This week we learned that we were short-changed by the immortal Carl Sagan, found out about a paralyzed man who can feel with a mind-controlled robotic arm and watched a video that induces hallucinations in healthy people but could help find new treatment for patients with Parkinson’s disease. Lights, camera, action — here’s your weekly dose of science.
When Carl Sagan said “the total number of stars in the universe [was] greater than all the grains of sand on all the beaches of the planet Earth,” he made millions of people look up. He may have also committed the biggest rounding error in history. Astronomers imaging the deep space with the Hubble Space Telescope just reported that the observable universe holds 10 times as many galaxies as previously thought, boosting their number from 200 billion to 2 trillion. That puts the number of stars to 700 sextillion — 700 followed by 21 zeroes, Gizmodo reported. Compare that with the number of sand grains on Earth — 7.5 quintillion, or 75 followed by 17 zeroes — according to an NPR account. The vast majority of galaxies still remain too faint to see even with our best instruments. “It boggles the mind that over 90 percent of the galaxies in the universe have yet to be studied,” said Christopher Conselice of the University of Nottingham, U.K., who led the team. “Who knows what interesting properties we will find when we discover these galaxies with future generations of telescopes?” NASA is planning to launch the James Webb Space Telescope, which can see infrared light, in October 2018.
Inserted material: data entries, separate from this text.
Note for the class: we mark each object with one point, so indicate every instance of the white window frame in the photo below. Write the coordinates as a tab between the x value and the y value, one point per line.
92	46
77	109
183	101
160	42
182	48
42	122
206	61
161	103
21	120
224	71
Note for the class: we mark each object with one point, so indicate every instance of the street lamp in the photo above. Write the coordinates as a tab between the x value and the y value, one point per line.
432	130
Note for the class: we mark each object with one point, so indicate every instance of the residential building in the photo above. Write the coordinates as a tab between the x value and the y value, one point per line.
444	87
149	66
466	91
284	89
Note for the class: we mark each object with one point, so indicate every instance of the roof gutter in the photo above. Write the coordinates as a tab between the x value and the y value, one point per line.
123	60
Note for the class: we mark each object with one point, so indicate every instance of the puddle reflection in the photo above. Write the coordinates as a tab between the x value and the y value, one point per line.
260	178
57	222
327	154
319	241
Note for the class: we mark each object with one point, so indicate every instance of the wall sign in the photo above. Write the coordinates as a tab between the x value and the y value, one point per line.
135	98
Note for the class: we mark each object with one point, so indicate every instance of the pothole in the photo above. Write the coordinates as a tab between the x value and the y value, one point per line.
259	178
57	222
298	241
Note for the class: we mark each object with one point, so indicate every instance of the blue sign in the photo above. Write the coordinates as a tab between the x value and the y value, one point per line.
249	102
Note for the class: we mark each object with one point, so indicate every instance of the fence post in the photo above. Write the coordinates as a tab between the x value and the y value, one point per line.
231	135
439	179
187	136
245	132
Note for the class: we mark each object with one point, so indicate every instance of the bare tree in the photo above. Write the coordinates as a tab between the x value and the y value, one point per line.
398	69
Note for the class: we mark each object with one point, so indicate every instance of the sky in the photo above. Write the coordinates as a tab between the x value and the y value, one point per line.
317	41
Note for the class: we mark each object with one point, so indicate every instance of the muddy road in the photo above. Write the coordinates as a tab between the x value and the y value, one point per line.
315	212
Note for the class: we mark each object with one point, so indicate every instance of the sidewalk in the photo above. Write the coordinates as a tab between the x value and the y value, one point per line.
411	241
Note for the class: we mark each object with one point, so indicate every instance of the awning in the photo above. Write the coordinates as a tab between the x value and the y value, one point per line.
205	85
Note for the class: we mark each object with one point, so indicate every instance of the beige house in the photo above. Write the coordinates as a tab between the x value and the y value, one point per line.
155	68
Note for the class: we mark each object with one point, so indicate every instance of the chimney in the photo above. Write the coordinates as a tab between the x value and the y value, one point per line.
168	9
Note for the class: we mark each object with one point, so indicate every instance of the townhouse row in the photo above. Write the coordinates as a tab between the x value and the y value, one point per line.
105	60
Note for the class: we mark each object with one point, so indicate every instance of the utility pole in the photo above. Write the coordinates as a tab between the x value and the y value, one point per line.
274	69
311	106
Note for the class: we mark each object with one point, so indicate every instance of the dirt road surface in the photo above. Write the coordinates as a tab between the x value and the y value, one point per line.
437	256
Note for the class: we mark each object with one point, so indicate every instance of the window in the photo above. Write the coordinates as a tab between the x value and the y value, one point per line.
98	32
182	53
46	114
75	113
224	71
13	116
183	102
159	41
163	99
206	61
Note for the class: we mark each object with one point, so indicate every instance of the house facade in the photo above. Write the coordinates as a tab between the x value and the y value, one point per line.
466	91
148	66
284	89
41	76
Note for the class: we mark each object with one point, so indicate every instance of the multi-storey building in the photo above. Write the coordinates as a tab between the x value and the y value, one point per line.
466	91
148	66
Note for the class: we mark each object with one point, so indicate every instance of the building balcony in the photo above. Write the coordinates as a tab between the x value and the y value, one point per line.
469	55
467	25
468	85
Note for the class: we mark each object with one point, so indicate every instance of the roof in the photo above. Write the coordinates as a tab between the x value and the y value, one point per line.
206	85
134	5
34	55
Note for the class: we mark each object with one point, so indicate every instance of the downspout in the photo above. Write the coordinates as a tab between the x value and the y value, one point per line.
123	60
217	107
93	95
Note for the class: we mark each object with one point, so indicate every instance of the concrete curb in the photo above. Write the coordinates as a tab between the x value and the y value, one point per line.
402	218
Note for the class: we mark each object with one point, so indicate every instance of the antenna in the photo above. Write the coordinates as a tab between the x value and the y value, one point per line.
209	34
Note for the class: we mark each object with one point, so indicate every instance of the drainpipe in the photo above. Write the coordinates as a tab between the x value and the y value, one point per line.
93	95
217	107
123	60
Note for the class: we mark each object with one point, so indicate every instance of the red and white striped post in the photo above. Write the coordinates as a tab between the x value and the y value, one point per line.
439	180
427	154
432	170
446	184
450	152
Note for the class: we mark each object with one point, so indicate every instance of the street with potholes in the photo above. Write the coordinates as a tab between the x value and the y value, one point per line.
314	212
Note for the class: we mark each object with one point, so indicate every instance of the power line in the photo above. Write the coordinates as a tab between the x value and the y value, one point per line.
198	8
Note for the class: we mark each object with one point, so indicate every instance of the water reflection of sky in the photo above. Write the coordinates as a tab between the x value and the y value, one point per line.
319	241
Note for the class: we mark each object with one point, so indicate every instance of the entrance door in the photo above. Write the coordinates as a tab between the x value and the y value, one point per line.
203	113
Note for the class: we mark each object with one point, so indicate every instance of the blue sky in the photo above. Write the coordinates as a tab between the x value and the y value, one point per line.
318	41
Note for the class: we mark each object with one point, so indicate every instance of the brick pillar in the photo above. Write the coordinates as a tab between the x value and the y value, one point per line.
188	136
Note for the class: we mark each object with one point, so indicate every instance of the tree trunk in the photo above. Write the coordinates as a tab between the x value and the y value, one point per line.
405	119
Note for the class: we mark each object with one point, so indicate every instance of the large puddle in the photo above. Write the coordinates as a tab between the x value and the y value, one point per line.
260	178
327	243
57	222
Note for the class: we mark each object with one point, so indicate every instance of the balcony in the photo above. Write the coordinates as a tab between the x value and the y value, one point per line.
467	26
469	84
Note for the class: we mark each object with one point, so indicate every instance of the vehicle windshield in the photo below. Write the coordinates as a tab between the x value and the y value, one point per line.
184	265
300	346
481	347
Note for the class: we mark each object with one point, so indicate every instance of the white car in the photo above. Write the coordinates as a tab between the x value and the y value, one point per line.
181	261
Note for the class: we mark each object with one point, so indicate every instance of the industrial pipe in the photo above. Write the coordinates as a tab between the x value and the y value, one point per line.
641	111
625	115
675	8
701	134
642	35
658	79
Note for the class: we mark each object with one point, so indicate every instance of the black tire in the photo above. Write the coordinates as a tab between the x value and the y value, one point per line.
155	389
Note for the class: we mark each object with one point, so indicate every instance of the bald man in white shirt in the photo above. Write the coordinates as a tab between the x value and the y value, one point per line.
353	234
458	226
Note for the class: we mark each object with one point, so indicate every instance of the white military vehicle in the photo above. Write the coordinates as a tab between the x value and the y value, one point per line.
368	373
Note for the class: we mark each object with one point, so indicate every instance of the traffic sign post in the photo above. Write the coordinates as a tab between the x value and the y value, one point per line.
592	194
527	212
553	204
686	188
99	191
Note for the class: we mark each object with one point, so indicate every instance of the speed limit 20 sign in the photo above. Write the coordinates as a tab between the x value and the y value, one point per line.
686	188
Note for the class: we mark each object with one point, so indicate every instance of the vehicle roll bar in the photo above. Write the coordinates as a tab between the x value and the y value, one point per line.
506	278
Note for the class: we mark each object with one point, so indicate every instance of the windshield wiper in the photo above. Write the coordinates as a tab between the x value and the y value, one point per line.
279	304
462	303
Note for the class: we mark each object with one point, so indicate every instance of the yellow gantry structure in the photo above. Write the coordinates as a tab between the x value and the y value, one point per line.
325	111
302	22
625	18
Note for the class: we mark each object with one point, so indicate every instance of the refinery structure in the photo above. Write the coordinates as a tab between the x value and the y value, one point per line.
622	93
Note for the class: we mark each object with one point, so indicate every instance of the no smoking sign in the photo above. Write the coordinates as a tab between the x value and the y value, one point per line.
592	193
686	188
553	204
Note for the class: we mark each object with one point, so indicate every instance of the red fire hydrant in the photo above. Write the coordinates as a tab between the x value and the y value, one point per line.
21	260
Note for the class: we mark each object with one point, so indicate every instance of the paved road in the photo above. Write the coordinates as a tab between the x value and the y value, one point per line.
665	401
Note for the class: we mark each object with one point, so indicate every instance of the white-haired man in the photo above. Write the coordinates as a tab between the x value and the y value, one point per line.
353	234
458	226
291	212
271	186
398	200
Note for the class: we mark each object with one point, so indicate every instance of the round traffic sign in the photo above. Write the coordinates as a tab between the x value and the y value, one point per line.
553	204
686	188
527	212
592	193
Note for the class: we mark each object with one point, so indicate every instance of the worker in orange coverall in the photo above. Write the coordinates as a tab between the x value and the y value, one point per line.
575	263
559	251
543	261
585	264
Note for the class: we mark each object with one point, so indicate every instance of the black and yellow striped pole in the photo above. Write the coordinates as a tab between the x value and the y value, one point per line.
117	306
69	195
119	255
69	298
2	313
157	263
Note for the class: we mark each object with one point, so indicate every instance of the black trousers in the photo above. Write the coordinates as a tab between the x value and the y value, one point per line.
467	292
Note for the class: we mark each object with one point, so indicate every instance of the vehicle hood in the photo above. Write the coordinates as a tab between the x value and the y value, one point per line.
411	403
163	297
People have been able to control robotic arms with their minds for a while now, but never before could they feel what the robot was touching. Now researchers at the University of Pittsburgh and UPMC have connected the brain of Nathan Copeland, a 28-year-old man paralyzed in a motorcycle accident, to a brain-computer interface that made him “experience the sensation of touch though a robotic arm that he controls with his brain.” They first imaged his brain and implanted the electrodes in the parts of the brain that correspond to feelings in each of his fingers and his palm. Then the team connected the brain to a mind-controlled robotic arm. “I can feel just about every finger — it’s a really weird sensation,” Copeland said about a month after surgery. “Sometimes it feels electrical and sometimes its pressure, but for the most part, I can tell most of the fingers with definite precision. It feels like my fingers are getting touched or pushed.” Said Robert Gaunt, assistant professor of physical medicine and rehabilitation: “The ultimate goal is to create a system which moves and feels just like a natural arm would. We have a long way to go to get there, but this is a great start.”
U.S. President Barack Obama just announced a “clear goal vital to the next chapter of America’s story in space”: to send humans to Mars by 2030 and return them safely to Earth. “Getting to Mars will require continued cooperation between government and private innovators, and we’re already well on our way,” he wrote in a column published by CNN. “Within the next two years, private companies will for the first time send astronauts to the International Space Station. The next step is to reach beyond the bounds of Earth’s orbit. I’m excited to announce that we are working with our commercial partners to build new habitats that can sustain and transport astronauts on long-duration missions in deep space. These missions will teach us how humans can live far from Earth — something we’ll need for the long journey to Mars.”
Researchers at the University of New South Wales in Australia have created a video that induces visual hallucinations in healthy people. They want to use it to study how hallucinations affect visual perception and find new treatments for people with Parkinson’s disease. “We have known for more than 100 years that flickering light can cause almost anyone to experience a hallucination,” said Joel Pearson, associate professor at the UNSW’s School of Psychology. “However, the unpredictability, complexity and personal nature of these hallucinations make them difficult to measure scientifically.” Said Pearson: “With our technique we get rid of the unpredictability. People don’t see windmills, lines, or different colors; they just hallucinate grey blobs. Once the hallucination is stable like this, with just the blobs, we can start to objectively investigate the underlying mechanisms.” You can watch the video below. The university recommended that “anyone with a history of migraines, epilepsy or psychiatric disorders” should refrain from watching it.
African naked mole rats aren’t pretty to look at, but in many other ways they are amazing animals. Besides living for more than three decades — this makes them Methuselahs among rodents — and being impervious to cancer, they can’t feel pain caused by heat. Scientists in Germany now figured out why: a small change in a sensory receptor. “We think evolution has selected for this tweak just subtly enough so that the pain signaling becomes non-functional, but not strong enough that it becomes a danger for the animal,” Gary R. Lewin, a professor at the Max-Delbruck Center for Molecular Medicine in Berlin, told the journal Cell Science. The team believes their high tolerance to heat helps them survive in crowded underground colonies. “They live in desert regions underground, and they have to do a lot of work to get their food,” Lewin said. “They have the lowest metabolic rate of any mammal. Evolution has shut down everything that is not absolutely necessary — including extra nerve receptors.”